For 2024, Roth IRA contributions phase out between $146,000-$161,000 MAGI for single filers and $230,000-$240,000 for married filing jointly. Below the lower threshold you can contribute the full $7,000 ($8,000 if 50+). Above the upper threshold no direct Roth contribution is allowed.
How does MAGI affect ACA health insurance subsidies?
Premium tax credits are available to households with MAGI between 100% and 400% of the Federal Poverty Level. For 2024, 400% FPL is $58,320 for a single person and $120,000 for a family of four. Your subsidy decreases as MAGI rises, reaching zero at the upper eligibility threshold.
Does MAGI affect Medicare premiums?
Yes. Medicare uses IRMAA surcharges for higher-income beneficiaries based on MAGI from 2 years prior. In 2024, individuals with MAGI above $103,000 (MFJ above $206,000) pay surcharges ranging from $244.60 to $594.00 per month total for Part B.
Can I reduce my MAGI?
Yes. Strategies include: maximizing traditional IRA contributions (if deductible), contributing to an HSA, maximizing 401(k) contributions, realizing capital losses to offset gains, and deferring income if near a threshold. A $7,000 traditional IRA contribution could bring you under the Roth IRA phase-out threshold.
What is the MAGI limit for traditional IRA deductibility?
If you have a workplace retirement plan, the 2024 traditional IRA deduction phases out between $77,000-$87,000 MAGI for single filers and $123,000-$143,000 for married filing jointly.

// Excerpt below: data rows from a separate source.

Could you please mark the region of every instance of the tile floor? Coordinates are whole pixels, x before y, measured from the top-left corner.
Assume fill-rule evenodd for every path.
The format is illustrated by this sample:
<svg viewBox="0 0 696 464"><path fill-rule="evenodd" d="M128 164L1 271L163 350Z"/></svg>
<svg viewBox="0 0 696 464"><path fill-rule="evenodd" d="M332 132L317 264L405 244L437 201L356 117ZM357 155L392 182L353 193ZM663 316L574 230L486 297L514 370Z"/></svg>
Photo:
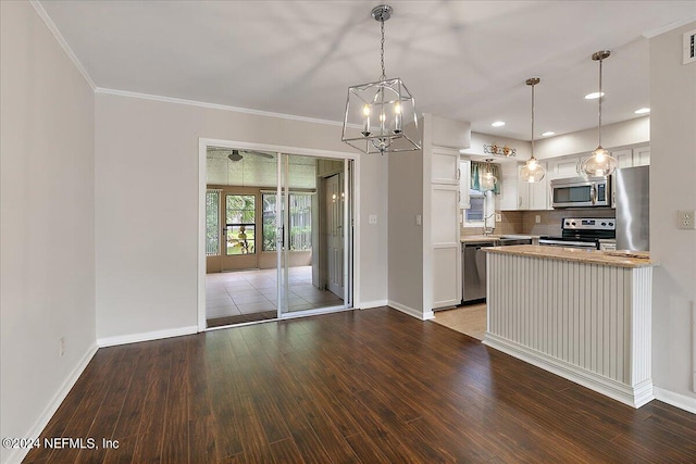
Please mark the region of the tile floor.
<svg viewBox="0 0 696 464"><path fill-rule="evenodd" d="M343 304L344 300L312 285L312 266L290 268L290 311ZM236 271L206 275L206 318L275 311L276 269Z"/></svg>
<svg viewBox="0 0 696 464"><path fill-rule="evenodd" d="M433 322L483 340L486 335L486 303L437 311Z"/></svg>

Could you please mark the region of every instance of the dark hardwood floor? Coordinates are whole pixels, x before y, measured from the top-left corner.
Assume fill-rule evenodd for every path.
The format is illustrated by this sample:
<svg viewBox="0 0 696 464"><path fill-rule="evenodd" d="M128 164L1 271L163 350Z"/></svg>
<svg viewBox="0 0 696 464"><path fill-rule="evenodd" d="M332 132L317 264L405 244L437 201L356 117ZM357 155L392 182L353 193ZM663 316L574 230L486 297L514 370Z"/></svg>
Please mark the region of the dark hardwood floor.
<svg viewBox="0 0 696 464"><path fill-rule="evenodd" d="M696 415L387 308L100 349L42 437L99 449L25 462L696 462Z"/></svg>

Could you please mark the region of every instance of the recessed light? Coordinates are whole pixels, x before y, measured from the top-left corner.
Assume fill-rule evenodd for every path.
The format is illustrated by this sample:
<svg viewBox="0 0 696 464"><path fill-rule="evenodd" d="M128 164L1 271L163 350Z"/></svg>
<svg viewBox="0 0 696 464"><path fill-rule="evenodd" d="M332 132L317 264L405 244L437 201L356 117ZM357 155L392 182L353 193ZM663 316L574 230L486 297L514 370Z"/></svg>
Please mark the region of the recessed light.
<svg viewBox="0 0 696 464"><path fill-rule="evenodd" d="M604 97L604 96L605 96L605 92L592 92L585 96L585 100L596 100L599 97Z"/></svg>

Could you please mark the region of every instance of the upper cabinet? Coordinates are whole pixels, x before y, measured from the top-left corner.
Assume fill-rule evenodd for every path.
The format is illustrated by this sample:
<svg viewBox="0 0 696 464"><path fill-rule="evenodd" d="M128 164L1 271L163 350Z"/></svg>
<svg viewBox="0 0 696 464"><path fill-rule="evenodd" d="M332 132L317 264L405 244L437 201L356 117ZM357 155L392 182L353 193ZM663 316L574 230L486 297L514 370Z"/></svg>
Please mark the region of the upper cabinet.
<svg viewBox="0 0 696 464"><path fill-rule="evenodd" d="M547 168L547 163L539 162ZM514 167L506 165L502 168L502 188L498 208L501 211L547 210L548 202L548 174L539 183L525 183L520 178L520 170L523 164Z"/></svg>
<svg viewBox="0 0 696 464"><path fill-rule="evenodd" d="M459 161L459 209L469 210L471 200L469 199L469 190L471 189L471 161Z"/></svg>
<svg viewBox="0 0 696 464"><path fill-rule="evenodd" d="M459 150L433 147L431 166L431 183L459 185L462 174L459 167Z"/></svg>

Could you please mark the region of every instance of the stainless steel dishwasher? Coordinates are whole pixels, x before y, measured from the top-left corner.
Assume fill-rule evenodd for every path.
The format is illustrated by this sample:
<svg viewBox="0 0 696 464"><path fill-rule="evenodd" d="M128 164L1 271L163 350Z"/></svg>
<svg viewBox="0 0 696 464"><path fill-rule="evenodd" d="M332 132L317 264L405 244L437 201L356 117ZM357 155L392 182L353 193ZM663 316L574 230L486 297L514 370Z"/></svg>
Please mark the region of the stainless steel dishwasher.
<svg viewBox="0 0 696 464"><path fill-rule="evenodd" d="M483 301L486 298L486 247L494 242L464 243L462 255L462 303Z"/></svg>
<svg viewBox="0 0 696 464"><path fill-rule="evenodd" d="M486 247L531 244L532 238L499 238L495 241L464 243L461 248L462 304L486 301Z"/></svg>

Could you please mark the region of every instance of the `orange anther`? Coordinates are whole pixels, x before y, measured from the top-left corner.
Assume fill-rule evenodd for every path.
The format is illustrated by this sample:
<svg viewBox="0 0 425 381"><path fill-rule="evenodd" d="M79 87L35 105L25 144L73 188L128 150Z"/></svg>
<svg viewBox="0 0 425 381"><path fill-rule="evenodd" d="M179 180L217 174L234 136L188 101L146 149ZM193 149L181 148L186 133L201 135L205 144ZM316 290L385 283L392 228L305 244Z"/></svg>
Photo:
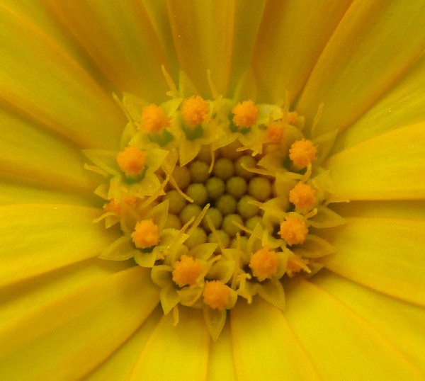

Above the upper limit you can still contribute but cannot deduct the contribution.
What income is added back to AGI for Roth IRA MAGI?
For Roth IRA contribution purposes, MAGI adds back: traditional IRA deductions, student loan interest deduction, domestic production activities deduction, foreign income exclusions and deductions, and excluded employer adoption assistance. For most US workers, Roth IRA MAGI equals their AGI.
What is the backdoor Roth IRA and when does it apply?
The backdoor Roth IRA is a strategy for high earners whose MAGI exceeds Roth contribution limits. It involves making a non-deductible traditional IRA contribution and then converting it to a Roth IRA. If you have no other pre-tax IRA money, the conversion is mostly tax-free. This strategy is legal but requires careful planning.